I agree that cable disc brakes are pretty crappy too, but it's a 5 minute job and about £40 to replace them with good used hydraulic ones from Ebay. Upgrading cable disc brakes to hydraulic ones is the best bang-for-buck upgrade you can do on any bike.

For the same cost as a hydraulic rim brake upgrade, you can buy a suitable disc brake donor bike plus a hydraulic brake upgrade.

In conclusion, it's difficult to justify a hydraulic rim brake upgrade from a cost point of view. They're less safe due to the possibility of unexpected catastrophic rim failure, and they cause substantial inconvenience when you regularly need to replace rims as a pont of service. I would always advise people not to go that route unless there's no choice. People that have not even started their projects need to know and understand the facts so that they can make the appropriate choices.

If you want to practise your religion of worshiping rim brakes, I accept your freedom to choose whatever religion you want, but probably best that you don't try to force it on unsuspecting and naive forum members unless you give them all the facts, not just the single point that they stop quickly..
 
Last edited:

chris667

Pedelecer
Apr 7, 2009
164
108
It's rare for manufacturers to choose hydraulic rim brakes for their electric bikes these days, or any bike, but when they do, they choose the rims carefully considering how the rim is likely to wear.
I don't think that is as much of an issue as you think it is. In the wrong conditions and with the wrong pads rims do wear out quickly but in day-to-day usage on utility and touring bikes on roads I don't think it comes into it at all.

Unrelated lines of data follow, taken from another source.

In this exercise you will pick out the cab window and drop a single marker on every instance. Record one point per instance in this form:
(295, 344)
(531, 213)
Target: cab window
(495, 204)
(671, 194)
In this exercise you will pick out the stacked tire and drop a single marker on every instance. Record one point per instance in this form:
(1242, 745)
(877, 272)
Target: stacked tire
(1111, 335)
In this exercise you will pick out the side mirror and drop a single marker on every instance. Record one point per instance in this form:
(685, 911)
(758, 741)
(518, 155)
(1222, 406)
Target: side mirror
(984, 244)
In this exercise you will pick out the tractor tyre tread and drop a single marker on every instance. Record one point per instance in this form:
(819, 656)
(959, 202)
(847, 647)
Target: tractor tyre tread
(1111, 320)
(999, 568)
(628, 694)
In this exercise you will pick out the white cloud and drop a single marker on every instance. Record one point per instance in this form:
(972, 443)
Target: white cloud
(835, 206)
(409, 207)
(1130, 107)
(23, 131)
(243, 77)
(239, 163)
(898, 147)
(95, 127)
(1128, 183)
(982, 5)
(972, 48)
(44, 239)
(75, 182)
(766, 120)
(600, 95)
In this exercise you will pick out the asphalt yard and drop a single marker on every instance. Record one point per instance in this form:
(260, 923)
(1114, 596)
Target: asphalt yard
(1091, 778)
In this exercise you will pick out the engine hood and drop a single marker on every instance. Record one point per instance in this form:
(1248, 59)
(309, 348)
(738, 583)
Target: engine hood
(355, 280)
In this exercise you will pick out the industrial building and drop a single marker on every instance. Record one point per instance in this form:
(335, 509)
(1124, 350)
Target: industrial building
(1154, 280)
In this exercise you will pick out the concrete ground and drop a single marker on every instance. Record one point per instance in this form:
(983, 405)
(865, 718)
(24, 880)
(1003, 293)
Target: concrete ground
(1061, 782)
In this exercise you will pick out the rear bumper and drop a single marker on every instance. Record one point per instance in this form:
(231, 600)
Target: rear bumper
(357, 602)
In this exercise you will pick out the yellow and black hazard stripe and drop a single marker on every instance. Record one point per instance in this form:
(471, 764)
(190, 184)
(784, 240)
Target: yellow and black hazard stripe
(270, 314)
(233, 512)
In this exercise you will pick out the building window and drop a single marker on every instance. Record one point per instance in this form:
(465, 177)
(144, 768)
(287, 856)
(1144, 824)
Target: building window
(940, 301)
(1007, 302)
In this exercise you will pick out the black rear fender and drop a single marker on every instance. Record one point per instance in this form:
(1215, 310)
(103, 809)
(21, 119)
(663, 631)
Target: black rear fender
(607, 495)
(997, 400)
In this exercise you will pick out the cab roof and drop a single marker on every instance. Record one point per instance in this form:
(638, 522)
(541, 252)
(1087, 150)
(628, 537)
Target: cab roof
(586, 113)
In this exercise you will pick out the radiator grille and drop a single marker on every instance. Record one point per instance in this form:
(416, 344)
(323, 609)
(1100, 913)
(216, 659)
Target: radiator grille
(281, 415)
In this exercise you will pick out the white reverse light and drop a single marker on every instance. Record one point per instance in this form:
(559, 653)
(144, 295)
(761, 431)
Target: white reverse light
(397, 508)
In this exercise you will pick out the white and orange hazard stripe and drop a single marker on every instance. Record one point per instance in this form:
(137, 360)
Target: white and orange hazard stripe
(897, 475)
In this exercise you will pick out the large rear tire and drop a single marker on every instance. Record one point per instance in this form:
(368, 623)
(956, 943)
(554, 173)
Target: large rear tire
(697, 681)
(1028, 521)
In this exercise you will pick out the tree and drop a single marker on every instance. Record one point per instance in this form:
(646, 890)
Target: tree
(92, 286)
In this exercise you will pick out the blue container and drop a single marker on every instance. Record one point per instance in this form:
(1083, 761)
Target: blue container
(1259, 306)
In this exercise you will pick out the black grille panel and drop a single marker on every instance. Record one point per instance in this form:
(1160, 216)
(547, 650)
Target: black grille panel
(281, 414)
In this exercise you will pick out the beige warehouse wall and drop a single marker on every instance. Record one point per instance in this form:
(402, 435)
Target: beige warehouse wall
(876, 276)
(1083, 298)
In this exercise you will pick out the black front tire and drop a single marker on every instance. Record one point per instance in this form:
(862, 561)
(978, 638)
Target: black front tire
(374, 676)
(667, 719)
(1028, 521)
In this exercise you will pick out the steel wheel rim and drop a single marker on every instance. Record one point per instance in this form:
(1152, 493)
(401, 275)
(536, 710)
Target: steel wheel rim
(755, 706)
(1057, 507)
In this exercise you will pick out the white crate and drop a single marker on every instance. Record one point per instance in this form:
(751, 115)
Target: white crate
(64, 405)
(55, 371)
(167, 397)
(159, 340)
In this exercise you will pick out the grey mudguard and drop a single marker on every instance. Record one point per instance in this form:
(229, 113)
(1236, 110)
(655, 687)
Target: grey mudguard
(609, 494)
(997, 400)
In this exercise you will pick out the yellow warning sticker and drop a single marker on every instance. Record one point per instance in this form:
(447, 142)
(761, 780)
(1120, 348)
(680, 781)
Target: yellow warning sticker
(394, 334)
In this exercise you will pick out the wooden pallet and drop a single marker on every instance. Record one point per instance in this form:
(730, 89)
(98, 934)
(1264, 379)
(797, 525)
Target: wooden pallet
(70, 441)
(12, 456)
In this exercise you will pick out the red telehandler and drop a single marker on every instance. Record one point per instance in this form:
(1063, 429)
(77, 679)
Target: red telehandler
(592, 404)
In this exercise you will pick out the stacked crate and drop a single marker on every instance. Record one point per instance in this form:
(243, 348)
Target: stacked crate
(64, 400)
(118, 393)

I've only ever worn out rims on one bike, my Dawes Galaxy with its original wheels (Alesa 917s, Exage hubs, IIRC). I never did much offroad, but I do did sixteen miles a day on it for five days a week (commuting to work) for a few years. Even then they hadn't actually failed. I did rebuild them with stainless spokes when they were new though, and of course the hubs needed regreasing every so often. That bike had cantilever brakes which are supposed to be lethal now but I never really noticed it.